Drawing on Nga Puhipuhi o Te Herenga Waka—Victoria University of Wellington Art Collection alongside key loaned items to both complement and complicate the collection. Folded Memory is part of an ongoing collaboration between Susan Ballard and Sophie Thorn. It is envisioned as part of a larger series which aims to shift from listening, to remembering, to imagining and in doing so narrate a new environmental art history of Aotearoa.
Susan Ballard is an art writer and curator who teaches in art history at Te Herenga Waka—Victoria University of Wellington, Aotearoa New Zealand. Recent essays have appeared in October, Environmental Humanities, GeoHumanities, Cultural Geographies, and the Sydney Review of Books. Her books include 100 Atmospheres: Studies in Scale and Wonder (with the MECO network, Open Humanities Press 2019) and Alliances in the Anthropocene (with Christine Eriksen, Palgrave 2020). Her book Art and Nature in the Anthropocene was awarded the best book in the AAANZ Arts Writing and Publishing Awards 2022. Su curated Listening Stones Jumping Rocks for Te Pātaka Toi Adam Art Gallery, Wellington in 2021, and is currently building a collaborative environmental art history of Aotearoa housed inside an excel spreadsheet, and writing Shift Work: Art and Life in the Third Millennium with her friend Liz Linden, to be published by Punctum Press in 2024.
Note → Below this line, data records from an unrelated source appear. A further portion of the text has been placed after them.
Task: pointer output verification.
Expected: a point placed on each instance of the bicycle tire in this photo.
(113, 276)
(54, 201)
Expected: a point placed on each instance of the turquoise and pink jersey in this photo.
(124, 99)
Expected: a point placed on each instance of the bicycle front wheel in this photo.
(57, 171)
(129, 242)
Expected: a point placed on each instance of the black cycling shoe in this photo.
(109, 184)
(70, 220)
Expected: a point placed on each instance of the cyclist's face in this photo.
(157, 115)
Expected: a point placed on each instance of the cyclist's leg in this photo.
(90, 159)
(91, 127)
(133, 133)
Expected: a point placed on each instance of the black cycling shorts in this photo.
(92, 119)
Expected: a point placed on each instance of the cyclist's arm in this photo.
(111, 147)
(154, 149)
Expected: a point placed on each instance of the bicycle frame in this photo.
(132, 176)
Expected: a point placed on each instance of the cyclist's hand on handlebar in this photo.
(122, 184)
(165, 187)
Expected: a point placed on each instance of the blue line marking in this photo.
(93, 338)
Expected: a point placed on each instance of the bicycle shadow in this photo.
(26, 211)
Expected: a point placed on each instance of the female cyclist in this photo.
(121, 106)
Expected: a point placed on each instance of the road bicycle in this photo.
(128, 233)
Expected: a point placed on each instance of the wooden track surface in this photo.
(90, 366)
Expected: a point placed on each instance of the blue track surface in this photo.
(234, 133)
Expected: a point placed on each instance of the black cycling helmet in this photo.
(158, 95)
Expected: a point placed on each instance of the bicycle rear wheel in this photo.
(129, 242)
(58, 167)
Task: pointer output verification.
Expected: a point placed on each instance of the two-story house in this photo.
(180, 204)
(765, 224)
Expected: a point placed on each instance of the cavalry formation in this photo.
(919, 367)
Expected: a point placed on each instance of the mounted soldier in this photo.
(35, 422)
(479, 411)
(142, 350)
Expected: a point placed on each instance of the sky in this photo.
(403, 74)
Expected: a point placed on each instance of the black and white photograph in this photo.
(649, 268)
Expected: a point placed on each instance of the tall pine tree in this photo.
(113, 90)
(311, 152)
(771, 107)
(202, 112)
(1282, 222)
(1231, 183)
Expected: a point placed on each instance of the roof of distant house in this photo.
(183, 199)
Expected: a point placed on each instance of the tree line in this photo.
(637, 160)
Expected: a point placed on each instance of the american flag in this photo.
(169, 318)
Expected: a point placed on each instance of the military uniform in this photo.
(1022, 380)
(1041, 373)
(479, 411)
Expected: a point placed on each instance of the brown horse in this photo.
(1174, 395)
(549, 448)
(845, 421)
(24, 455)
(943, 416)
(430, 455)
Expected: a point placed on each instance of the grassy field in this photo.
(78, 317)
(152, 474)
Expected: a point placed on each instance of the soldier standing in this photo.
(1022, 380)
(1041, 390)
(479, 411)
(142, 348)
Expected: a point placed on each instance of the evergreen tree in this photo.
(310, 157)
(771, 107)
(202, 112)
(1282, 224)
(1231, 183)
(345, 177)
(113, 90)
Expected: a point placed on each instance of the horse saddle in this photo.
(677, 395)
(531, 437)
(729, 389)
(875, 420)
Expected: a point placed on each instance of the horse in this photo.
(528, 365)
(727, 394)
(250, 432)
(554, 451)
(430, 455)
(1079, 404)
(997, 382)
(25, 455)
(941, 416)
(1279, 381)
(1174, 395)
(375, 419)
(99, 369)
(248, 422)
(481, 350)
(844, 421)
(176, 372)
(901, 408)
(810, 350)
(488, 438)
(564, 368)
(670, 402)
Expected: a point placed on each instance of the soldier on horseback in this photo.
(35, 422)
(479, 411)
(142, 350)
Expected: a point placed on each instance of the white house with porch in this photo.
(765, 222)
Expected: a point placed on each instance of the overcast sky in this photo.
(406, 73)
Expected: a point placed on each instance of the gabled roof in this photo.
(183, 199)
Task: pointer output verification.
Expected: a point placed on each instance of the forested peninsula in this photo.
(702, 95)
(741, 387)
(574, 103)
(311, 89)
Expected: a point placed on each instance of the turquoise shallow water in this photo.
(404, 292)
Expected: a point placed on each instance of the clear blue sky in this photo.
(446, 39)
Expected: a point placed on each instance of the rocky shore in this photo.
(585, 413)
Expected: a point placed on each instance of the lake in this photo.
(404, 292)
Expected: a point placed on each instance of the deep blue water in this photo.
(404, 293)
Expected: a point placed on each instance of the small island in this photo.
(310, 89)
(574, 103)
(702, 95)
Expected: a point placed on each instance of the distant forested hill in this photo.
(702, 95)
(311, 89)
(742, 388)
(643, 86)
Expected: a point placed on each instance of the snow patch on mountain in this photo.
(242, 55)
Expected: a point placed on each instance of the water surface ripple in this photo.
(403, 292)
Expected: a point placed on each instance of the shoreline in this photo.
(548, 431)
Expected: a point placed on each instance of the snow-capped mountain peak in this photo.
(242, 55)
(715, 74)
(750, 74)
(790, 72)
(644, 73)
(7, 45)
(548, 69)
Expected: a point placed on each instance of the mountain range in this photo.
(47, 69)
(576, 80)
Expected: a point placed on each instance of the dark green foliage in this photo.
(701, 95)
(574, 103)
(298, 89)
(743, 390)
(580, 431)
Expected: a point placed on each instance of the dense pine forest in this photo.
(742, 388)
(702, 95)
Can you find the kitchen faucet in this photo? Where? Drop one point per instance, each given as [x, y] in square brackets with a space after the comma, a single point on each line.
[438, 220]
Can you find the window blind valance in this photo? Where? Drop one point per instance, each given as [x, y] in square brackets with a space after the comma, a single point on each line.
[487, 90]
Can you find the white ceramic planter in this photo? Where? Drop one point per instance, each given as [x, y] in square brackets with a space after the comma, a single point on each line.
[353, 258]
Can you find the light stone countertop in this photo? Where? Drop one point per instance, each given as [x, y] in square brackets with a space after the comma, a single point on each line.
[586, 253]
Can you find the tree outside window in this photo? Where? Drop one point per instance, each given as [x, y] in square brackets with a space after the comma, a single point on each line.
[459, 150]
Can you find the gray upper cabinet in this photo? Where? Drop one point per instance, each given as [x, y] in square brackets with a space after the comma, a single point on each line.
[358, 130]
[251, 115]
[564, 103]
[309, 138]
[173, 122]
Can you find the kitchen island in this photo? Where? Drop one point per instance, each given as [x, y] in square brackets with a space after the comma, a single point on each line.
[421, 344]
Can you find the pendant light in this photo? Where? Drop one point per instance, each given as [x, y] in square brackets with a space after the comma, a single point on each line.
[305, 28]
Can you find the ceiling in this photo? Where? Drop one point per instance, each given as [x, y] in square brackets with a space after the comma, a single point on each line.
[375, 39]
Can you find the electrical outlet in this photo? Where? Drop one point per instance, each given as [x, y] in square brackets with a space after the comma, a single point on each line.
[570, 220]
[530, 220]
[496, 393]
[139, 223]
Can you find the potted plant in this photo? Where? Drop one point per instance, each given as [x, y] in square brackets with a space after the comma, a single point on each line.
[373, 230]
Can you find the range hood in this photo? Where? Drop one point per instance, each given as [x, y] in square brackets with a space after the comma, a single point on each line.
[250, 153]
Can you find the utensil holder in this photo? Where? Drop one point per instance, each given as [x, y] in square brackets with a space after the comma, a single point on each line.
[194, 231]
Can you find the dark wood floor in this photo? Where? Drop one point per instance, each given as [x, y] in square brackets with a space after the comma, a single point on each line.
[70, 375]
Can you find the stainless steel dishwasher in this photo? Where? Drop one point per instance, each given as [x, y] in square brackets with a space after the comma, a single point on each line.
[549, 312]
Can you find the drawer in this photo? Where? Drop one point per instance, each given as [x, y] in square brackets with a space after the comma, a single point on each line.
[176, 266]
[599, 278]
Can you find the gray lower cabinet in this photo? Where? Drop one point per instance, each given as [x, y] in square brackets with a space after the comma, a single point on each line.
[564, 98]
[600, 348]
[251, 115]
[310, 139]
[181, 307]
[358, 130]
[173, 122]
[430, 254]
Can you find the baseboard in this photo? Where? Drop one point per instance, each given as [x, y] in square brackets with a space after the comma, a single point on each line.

Sophie Thorn has been with Te Pātaka Toi Adam Art Gallery since 2014. She is currently on secondment from the position of Kaiwhakarākei Curator Collections to the role of Manutaki Director. She holds a Master of Arts in Art History and Theory from the University of Canterbury and a Diploma in Law and Collections Management through the London Institute of Art Law. She studied Heritage Materials Science through the Physical Sciences department at Te Herenga Waka—Victoria University of Wellington and at the Chemical Institute of Technology in Prague, Czech Republic. She has held positions at the Canterbury Museum, Experience Wellington, and Te Manawa Museums Trust. In 2021 she curated the exhibition Listening Stones Jumping Rocks with Su Ballard.